Christ died for our sins,
He was buried,
he was raised to life -I Corinthians 15:3 & 4

This week is different than any other time in the Christian calendar. It is the only time when several specific events are directly connected to form a whole.

There are seasons in which the emphasis looks to a specific event in the God story. Advent looks ahead to the birth of Jesus. Pentecost is a season where an event is celebrated. Even Easter has a season, Lent, connected to the actual event.

But this week is different. From the entry of Jesus into Jerusalem (Palm Sunday), to the Last Supper (Maundy Thursday), the crucifixion (Good Friday) and the resurrection (Easter) historical events are uniquely joined. They are all components of The Passion. The events of that week in Jesus’ life clearly are the focus of God’s action for our salvation. Notice how much of the four gospels (Matthew, Mark, Luke, John) are dedicated to telling about that week. Beyond that think about how much of the rest of the New Testament is predicated on it. I don’t mean to imply that all history is not in some way the stage for God’s work. But this is where it all comes together.

I challenge you to read it this week. Then be “mindful” of it and all that includes. Think about it, absorb it and live in response to it.

What an amazing message—“He died for me (you) and my (your) salvation.” And He lives.

Jesus Could Not

He could not do any miracles there, except lay his hands on a few sick people and heal them. And he was amazed at their lack of faith. -Mark 6:5, 6a (NIV)

“He can do anything, anything.” Those words, applied to Jesus, were the words of a song in one of the most powerful children’s musicals I remember from my years as a pastor. It is a sentiment you’ve probably heard repeated many times if you’ve been around Christians for any length of time. I would guess you’ve probably expressed it yourself or at least thought it. I know I have.
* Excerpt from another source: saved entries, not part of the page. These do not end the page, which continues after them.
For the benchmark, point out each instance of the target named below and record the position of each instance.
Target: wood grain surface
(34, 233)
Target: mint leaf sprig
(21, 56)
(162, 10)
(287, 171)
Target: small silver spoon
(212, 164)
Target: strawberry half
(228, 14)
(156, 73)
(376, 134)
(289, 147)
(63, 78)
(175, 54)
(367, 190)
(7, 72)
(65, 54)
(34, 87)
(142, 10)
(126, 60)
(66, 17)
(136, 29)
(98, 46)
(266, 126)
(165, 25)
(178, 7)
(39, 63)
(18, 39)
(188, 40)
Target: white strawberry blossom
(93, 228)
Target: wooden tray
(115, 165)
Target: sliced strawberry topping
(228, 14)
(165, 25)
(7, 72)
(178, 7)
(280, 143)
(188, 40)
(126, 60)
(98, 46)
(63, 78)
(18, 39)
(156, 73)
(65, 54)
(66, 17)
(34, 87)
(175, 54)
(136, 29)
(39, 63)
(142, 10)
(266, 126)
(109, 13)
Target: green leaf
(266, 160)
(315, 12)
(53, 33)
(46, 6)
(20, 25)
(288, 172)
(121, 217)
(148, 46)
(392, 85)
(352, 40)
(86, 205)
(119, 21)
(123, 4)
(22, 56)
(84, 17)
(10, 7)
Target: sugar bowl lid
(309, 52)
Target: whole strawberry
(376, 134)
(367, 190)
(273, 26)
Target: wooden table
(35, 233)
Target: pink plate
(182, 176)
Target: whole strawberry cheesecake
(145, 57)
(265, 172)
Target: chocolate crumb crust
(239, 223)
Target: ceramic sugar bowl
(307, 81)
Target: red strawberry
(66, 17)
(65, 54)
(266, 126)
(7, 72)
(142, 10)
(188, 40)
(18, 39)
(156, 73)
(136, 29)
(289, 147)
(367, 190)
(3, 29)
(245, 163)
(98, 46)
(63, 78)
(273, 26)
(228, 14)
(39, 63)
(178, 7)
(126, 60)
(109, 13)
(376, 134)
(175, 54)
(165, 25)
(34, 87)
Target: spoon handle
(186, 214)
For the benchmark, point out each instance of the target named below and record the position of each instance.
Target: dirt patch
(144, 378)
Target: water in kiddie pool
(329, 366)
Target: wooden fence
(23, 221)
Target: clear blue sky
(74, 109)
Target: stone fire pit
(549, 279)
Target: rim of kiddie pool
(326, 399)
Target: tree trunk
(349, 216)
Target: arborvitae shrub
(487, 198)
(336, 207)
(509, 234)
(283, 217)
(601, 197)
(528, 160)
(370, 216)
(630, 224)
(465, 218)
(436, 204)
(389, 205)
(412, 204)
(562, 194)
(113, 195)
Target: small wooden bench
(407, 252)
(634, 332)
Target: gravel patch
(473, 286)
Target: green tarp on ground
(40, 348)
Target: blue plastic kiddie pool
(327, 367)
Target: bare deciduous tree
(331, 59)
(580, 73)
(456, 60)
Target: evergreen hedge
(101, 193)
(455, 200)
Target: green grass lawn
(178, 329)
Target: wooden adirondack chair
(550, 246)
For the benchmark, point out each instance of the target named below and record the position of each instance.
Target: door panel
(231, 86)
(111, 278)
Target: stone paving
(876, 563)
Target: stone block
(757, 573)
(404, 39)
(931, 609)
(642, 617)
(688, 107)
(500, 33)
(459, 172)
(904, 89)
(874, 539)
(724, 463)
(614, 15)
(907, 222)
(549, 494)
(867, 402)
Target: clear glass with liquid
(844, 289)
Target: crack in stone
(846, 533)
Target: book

The only trouble with that is, the Bible says differently. In a text, that “stops me in my tracks,” whenever I read it, we are told, “He [Jesus] could not do any miracles there, except” heal a few sick people. “Could not” is not a phrase we connect to Jesus/God. It took a while for that to register.

My initial reaction to that text was focused on the “except” heal a few sick people. That’s not an absence of miracles. It is a powerful expression of God’s power. And it was done in spite of opposition and lack of faith. How we would rejoice to see that. Only after thinking about that for years did I begin to hear “could not.”

The implications of that are sobering to say the least. I don’t understand all it means. But for sure, in some important way, human beings who resist Jesus, who lack faith, hinder His work. Of course I believe that God is sovereign and that His ultimate plan will be fulfilled. However, it surely means some things God wants to do are limited by people just like you and me. And that probably explains why it took so long for that text to really sink in. I am responsible for preventing some of what God wants to do for me and through me. I don’t really want to hear that.

But the good news—you, I can make a difference, in the church, in the community, in the world by cooperating with and trusting Jesus.

What does God want to do where you are?